Google offers its own insights into how and why website owners and small businesses are affected, but stop short of getting too specific (they want to protect their ranking special sauce from spammers and Advanced SEOs who can take advantage of it).
They report ranking losses as caused by:
- involvement in link spam schemes
- low quality, non original, or curated content
- ranking algorithm changes
- lost backlinks or delimited/ignored/irrelevant backlinks
- technical issues on your site — slow server response, high bandwidth usage, unstable layout
- a key, high traffic page on your site lost its quality valuation
Google is a big, multinational corporation and they don’t have time to even communicate to or consider your specific loss. Everything is automated, controlled by an AI controlled system. They aren’t even sure what the system has assumed and applied. The result for you can be very unfair with no recourse at all.
Google has advised business owners not to be too dependent on Google search engine traffic.
14 Keys to Recover From a Core Update
Google advises to improve your content as the cure all. Yet, the real culprit may be a loss of backlinks. Sometimes your old backlinks are deleted or Google devalues them because they’re older. You’ll need to improve how you market and promote your business, products and website, along with how you go about attracting backlinks to your site.
It could be an overall re-evaluation of the quality on your site too. Of course, some advanced level SEO analysis and optimization is required. Here’s a few items to take care of:
- do another backlink analysis to discover which backlinks disappeared (e.g., the site owners may have been persuaded to link to your competitor instead; or the content was deleted by the publisher)
- rewrite your key content pages completely with all new, in-depth, expanded, original copy, images and video and make more user friendly and credible
- cut out redundant copy in your pages and streamline the user experience
- analyze and integrate new important topics or news you may have left out
- do a complete redesign of your website (or blog section) using the latest fast coded templates (Google AMP)
- don’t panic and make unplanned, erratic changes in the hope of a correction
- look for bad, shallow content and delete it, or better, completely rewrite it to beef it up
- find particularly bad, low quality and spammy links to your site and disavow them
- review your site for excessive keyword use and over-optimization (de-optimize if necessary)

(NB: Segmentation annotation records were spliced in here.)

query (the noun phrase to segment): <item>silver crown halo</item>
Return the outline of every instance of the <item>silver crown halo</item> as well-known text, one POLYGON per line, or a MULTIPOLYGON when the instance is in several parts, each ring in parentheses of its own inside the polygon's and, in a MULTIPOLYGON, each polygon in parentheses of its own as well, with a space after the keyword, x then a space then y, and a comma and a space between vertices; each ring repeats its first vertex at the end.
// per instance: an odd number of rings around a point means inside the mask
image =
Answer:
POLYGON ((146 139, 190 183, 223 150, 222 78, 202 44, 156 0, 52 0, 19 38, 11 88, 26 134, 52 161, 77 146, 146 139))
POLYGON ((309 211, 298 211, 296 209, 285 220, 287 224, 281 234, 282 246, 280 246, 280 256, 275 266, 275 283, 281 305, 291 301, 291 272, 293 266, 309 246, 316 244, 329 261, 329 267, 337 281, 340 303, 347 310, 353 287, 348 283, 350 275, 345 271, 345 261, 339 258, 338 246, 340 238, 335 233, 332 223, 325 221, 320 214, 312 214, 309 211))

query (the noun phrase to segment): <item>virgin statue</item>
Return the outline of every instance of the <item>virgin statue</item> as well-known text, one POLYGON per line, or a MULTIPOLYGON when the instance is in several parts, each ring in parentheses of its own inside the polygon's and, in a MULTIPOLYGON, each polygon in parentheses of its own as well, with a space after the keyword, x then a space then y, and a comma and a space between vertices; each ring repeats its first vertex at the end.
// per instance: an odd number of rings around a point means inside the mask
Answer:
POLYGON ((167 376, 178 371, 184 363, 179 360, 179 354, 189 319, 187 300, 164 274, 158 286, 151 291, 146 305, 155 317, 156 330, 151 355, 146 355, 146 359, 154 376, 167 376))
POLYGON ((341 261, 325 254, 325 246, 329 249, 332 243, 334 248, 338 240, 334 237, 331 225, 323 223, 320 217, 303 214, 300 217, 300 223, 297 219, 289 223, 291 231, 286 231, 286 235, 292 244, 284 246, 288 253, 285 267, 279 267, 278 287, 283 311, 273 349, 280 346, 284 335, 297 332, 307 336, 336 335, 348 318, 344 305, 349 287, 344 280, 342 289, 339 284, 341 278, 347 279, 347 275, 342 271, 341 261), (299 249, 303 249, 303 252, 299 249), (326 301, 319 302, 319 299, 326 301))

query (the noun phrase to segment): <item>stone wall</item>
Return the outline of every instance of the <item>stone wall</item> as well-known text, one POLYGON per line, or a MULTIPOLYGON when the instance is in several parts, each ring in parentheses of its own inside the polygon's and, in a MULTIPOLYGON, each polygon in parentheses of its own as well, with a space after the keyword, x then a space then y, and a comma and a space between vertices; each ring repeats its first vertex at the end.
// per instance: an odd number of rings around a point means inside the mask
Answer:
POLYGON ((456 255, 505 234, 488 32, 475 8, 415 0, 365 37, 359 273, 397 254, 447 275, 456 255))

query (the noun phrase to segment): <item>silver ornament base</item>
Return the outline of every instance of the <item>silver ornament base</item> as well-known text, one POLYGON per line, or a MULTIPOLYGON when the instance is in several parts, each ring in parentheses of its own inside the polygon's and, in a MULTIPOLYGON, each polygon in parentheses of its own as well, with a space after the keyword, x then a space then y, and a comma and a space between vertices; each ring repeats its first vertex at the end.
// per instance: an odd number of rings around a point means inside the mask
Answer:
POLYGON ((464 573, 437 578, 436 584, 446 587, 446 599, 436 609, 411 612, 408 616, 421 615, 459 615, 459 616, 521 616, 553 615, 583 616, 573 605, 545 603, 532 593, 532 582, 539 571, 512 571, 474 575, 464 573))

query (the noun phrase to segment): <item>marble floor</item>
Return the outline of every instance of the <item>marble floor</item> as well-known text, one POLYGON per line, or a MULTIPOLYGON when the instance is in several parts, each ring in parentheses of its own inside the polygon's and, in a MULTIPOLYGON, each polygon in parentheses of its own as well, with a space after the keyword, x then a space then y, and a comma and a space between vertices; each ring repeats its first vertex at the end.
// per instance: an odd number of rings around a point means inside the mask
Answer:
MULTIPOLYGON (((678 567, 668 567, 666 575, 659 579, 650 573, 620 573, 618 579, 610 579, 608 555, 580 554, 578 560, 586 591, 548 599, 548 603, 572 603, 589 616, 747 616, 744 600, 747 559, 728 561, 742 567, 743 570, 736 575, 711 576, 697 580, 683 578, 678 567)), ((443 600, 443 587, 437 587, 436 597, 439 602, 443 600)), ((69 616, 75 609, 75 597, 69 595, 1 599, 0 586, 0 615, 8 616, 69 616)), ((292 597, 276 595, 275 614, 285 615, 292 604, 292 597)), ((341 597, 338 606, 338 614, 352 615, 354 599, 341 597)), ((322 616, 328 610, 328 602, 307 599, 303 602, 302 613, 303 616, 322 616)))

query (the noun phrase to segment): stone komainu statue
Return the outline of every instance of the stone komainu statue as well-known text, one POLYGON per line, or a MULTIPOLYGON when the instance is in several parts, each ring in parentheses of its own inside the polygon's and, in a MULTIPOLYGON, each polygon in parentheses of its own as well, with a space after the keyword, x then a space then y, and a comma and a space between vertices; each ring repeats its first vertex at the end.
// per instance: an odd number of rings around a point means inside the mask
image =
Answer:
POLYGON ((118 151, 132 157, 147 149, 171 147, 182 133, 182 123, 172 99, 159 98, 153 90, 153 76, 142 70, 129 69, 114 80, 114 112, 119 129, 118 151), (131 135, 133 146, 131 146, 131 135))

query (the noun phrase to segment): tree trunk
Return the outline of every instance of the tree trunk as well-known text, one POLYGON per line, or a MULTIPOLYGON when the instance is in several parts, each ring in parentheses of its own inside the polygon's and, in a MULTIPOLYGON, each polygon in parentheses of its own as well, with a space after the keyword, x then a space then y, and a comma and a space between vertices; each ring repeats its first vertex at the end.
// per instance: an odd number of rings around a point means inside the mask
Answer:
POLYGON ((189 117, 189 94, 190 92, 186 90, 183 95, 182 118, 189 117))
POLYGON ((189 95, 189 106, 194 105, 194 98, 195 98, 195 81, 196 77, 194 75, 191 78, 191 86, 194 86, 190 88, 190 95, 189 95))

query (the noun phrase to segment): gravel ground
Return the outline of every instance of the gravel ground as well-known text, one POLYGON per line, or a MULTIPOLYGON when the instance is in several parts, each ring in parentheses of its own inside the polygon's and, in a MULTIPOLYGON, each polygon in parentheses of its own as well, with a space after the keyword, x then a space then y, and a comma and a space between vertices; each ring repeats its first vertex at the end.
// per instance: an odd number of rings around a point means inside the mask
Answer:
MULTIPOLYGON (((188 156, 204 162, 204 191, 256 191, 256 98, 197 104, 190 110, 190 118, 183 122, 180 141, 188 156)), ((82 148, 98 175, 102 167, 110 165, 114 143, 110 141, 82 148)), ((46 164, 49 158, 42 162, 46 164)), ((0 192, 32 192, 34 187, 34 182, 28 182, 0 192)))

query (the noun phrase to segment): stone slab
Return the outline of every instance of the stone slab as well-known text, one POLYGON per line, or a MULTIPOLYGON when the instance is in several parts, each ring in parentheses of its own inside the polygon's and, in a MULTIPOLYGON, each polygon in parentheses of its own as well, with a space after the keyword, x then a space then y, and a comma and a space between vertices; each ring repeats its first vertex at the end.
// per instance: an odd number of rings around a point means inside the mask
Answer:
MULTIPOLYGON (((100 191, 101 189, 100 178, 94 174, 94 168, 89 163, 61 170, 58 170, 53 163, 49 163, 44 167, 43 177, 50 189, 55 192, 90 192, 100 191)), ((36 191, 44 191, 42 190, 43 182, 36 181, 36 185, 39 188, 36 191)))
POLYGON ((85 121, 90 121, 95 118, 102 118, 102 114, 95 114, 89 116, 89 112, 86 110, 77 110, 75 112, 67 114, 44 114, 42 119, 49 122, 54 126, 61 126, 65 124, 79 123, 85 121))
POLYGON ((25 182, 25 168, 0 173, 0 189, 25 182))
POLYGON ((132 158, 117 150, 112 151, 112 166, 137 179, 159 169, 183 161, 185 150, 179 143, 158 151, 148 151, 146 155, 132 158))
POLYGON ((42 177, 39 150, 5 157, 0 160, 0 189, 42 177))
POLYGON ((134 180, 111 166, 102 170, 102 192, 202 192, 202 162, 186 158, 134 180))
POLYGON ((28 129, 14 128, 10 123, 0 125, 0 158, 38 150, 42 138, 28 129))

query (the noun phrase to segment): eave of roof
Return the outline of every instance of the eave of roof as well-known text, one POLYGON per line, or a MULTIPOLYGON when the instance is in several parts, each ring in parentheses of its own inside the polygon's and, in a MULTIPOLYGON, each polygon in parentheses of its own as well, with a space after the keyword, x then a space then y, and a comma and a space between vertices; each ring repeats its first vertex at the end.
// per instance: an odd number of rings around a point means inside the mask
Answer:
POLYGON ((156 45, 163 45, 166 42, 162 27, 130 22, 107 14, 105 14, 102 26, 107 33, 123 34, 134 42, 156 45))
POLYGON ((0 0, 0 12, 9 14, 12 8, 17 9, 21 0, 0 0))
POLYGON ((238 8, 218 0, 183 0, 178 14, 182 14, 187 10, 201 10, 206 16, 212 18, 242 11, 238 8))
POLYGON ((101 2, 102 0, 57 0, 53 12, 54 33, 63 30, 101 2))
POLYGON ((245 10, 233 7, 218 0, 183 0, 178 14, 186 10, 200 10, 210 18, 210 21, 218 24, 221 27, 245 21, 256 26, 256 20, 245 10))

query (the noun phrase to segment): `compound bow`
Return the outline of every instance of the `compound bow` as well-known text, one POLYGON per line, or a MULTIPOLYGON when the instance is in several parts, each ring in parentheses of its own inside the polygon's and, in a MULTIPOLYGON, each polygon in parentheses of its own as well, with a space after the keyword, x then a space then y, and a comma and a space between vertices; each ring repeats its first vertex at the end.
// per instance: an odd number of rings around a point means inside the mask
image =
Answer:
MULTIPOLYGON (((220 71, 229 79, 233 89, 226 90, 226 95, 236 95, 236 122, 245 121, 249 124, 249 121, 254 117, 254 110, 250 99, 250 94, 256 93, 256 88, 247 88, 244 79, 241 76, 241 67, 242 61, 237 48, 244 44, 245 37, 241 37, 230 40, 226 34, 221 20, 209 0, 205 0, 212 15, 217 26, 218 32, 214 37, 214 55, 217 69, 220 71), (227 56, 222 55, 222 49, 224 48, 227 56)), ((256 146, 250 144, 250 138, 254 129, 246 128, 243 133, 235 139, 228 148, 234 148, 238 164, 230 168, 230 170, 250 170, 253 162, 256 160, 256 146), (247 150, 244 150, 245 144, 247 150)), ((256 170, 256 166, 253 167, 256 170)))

- update and freshen up your old content
- check your site for any technical errors and review Google’s Core Web Vitals Report
- review content for popular or seasonal interest levels (the overall theme of your site isn’t being sought by searchers as much)

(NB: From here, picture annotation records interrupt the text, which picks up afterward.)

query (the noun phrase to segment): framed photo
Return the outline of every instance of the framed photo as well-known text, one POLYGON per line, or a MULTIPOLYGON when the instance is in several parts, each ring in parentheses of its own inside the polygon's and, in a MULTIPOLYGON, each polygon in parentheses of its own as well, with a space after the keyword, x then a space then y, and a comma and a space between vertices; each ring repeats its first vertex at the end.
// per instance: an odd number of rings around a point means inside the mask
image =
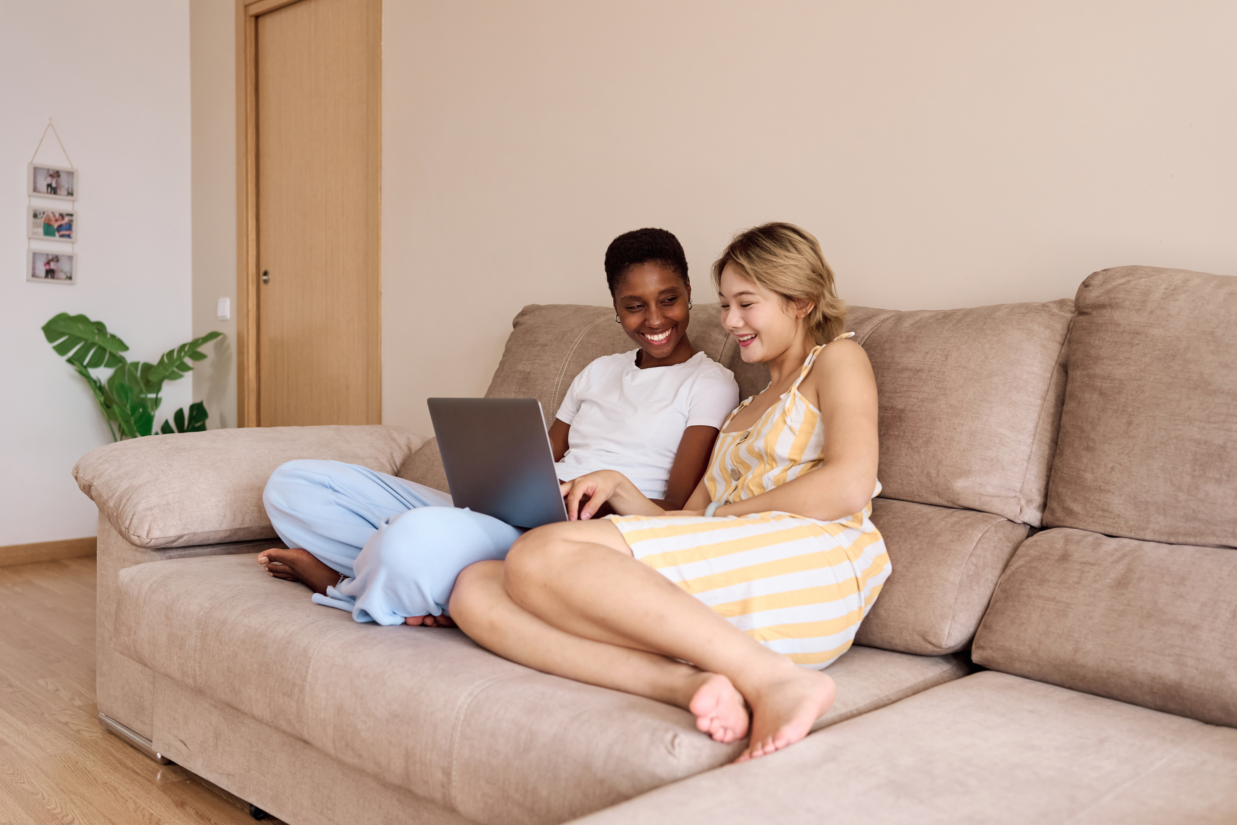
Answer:
POLYGON ((36 198, 63 198, 72 200, 78 192, 77 169, 67 166, 31 163, 26 176, 26 194, 36 198))
POLYGON ((77 241, 77 213, 31 207, 30 236, 38 241, 77 241))
POLYGON ((77 283, 77 255, 72 252, 26 252, 26 280, 41 283, 77 283))

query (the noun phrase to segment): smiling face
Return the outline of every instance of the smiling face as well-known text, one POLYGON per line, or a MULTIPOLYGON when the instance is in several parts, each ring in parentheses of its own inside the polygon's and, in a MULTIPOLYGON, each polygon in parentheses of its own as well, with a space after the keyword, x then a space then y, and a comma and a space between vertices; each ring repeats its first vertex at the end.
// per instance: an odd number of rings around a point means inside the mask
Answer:
POLYGON ((748 364, 772 361, 805 335, 803 318, 811 306, 795 306, 738 275, 734 263, 721 271, 721 325, 738 341, 748 364))
POLYGON ((656 261, 630 267, 615 284, 615 313, 623 331, 640 344, 640 366, 682 364, 695 354, 688 340, 691 287, 656 261))

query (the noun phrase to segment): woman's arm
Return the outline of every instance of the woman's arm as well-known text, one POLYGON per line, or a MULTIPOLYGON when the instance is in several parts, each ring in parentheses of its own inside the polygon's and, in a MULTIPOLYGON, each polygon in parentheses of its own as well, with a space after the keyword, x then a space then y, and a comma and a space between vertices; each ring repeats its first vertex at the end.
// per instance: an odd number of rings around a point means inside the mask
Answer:
POLYGON ((549 425, 549 447, 554 450, 554 461, 562 461, 563 456, 567 455, 570 444, 568 440, 570 432, 571 425, 562 418, 555 418, 554 423, 549 425))
POLYGON ((653 503, 662 510, 680 510, 704 477, 716 440, 716 427, 698 424, 683 430, 683 439, 679 440, 679 450, 674 454, 674 465, 670 468, 670 477, 666 482, 666 497, 653 498, 653 503))
POLYGON ((833 521, 857 513, 872 498, 878 458, 876 378, 863 348, 849 340, 826 346, 800 392, 820 409, 824 463, 768 492, 719 507, 716 516, 776 510, 833 521))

- using the Google Search Console, remove really low quality content from the index
- review Google’s quality guidelines as a cue to improving content
You may want to begin your recovery by hiring an expert level SEO consultant to do an SEO audit. You may even want to go deeper with a digital marketing audit to correct deeper reasons for lost rankings (e.g., poor value proposition, wrong content, poorly written copy, low engagement).